Uma parte do “decretaço” que altera normas do direito do trabalho foi derrubada na Justiça. Houve diversas decisões de primeira instância e pelo menos uma de segunda instância que determinavam que o governo não poderia alterar regras trabalhistas no país sem uma lei aprovada pelo Legislativo.
A DNU (ou “decretaço”) é semelhante ao que no Brasil é conhecido como Medida Provisória: uma regra que o governo determina e que já passa a vigorar mesmo sem ser votada pelo Legislativo, mas que deve passar pelos deputados e senadores em algum momento, e que eles podem derrubar.
Já a lei “ómnibus” era um projeto de lei que o governo submeteu à aprovação do Congresso argentino.
Os dois textos tinham muitos artigos e propunham mudanças muito significativas no país.
O decretaço abordava mais questões do ordenamento econômico –por exemplo, havia uma reforma trabalhista, o fim de um Observatório de preços, novas regras para os aluguéis, abertura de mercado para produtos estrangeiros e privatizações.

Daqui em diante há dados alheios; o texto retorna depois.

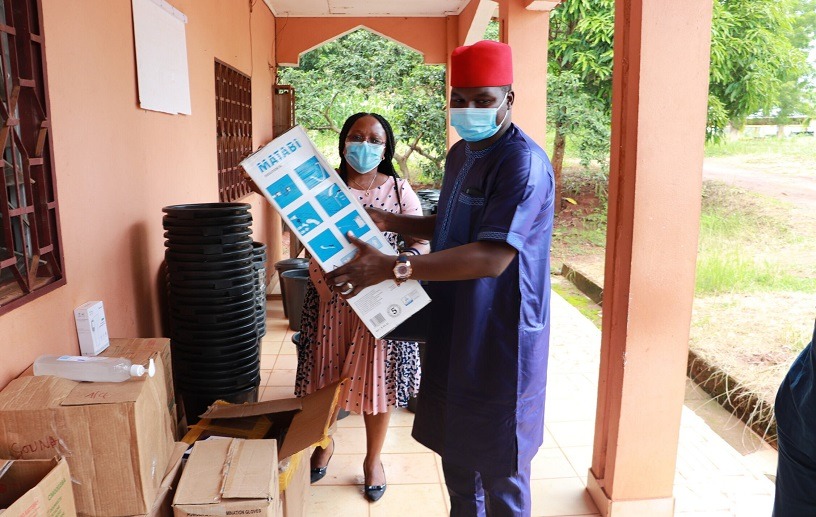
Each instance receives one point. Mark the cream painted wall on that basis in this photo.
(117, 165)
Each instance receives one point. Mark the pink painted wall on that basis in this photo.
(117, 165)
(299, 35)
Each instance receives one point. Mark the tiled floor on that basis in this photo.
(713, 479)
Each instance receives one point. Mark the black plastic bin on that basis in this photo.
(284, 265)
(295, 281)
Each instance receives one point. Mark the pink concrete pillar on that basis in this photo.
(527, 32)
(659, 110)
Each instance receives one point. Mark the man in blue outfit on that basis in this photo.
(796, 430)
(481, 401)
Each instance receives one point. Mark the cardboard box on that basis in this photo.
(92, 329)
(229, 476)
(163, 505)
(36, 488)
(297, 424)
(116, 436)
(294, 480)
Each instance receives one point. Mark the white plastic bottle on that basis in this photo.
(96, 369)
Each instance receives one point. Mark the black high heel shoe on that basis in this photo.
(319, 473)
(374, 492)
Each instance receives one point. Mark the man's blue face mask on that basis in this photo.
(364, 156)
(474, 124)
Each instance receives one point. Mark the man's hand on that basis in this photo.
(368, 268)
(252, 185)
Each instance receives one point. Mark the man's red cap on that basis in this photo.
(485, 63)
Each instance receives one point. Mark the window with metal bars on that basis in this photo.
(31, 263)
(233, 112)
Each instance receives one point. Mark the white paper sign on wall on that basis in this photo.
(161, 56)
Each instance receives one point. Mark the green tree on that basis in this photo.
(364, 72)
(758, 58)
(758, 62)
(579, 85)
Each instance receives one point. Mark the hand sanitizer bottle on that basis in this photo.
(95, 369)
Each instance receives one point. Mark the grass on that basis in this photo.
(794, 155)
(577, 299)
(741, 238)
(802, 147)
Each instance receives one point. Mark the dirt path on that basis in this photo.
(795, 187)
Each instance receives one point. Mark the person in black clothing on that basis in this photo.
(796, 428)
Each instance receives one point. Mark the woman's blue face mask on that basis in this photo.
(363, 156)
(475, 124)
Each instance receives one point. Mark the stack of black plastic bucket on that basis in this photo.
(259, 265)
(212, 288)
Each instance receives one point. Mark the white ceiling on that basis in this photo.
(366, 8)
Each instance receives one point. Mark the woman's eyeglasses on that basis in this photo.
(360, 138)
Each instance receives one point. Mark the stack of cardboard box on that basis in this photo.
(117, 437)
(114, 445)
(241, 482)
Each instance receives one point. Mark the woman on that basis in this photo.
(334, 343)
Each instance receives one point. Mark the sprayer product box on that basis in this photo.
(92, 328)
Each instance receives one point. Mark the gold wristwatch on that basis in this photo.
(402, 269)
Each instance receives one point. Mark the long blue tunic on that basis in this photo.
(481, 398)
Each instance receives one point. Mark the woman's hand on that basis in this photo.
(379, 217)
(369, 267)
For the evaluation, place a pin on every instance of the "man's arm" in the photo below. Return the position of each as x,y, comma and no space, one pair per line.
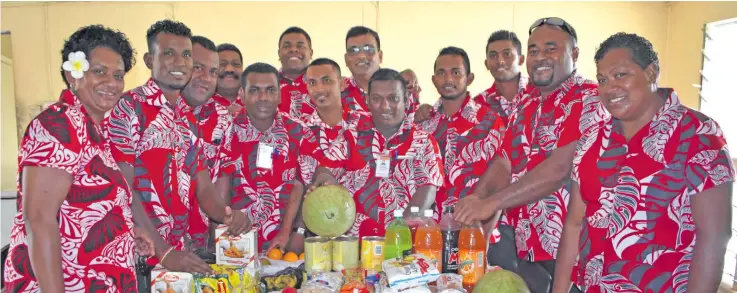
539,182
423,198
566,258
140,217
712,216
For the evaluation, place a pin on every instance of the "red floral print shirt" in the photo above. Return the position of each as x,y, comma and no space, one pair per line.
639,230
539,126
468,140
262,193
355,98
295,101
414,162
493,99
95,218
155,138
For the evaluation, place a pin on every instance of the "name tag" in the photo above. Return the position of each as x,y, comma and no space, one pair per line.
264,159
383,164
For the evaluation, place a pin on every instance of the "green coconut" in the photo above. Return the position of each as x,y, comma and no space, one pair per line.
501,281
329,211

O mais importante da lei “ómnibus” era relativo a uma concentração de poder no próprio Executivo, que teria mais liberdade para agir durante o governo Milei. O texto, que foi derrotado, também tratava de termos econômicos, mas eram mais questões internas de dinheiro dentro do governo –por exemplo, a distribuição do orçamento entre governo federal e províncias e as aposentadorias que o governo paga.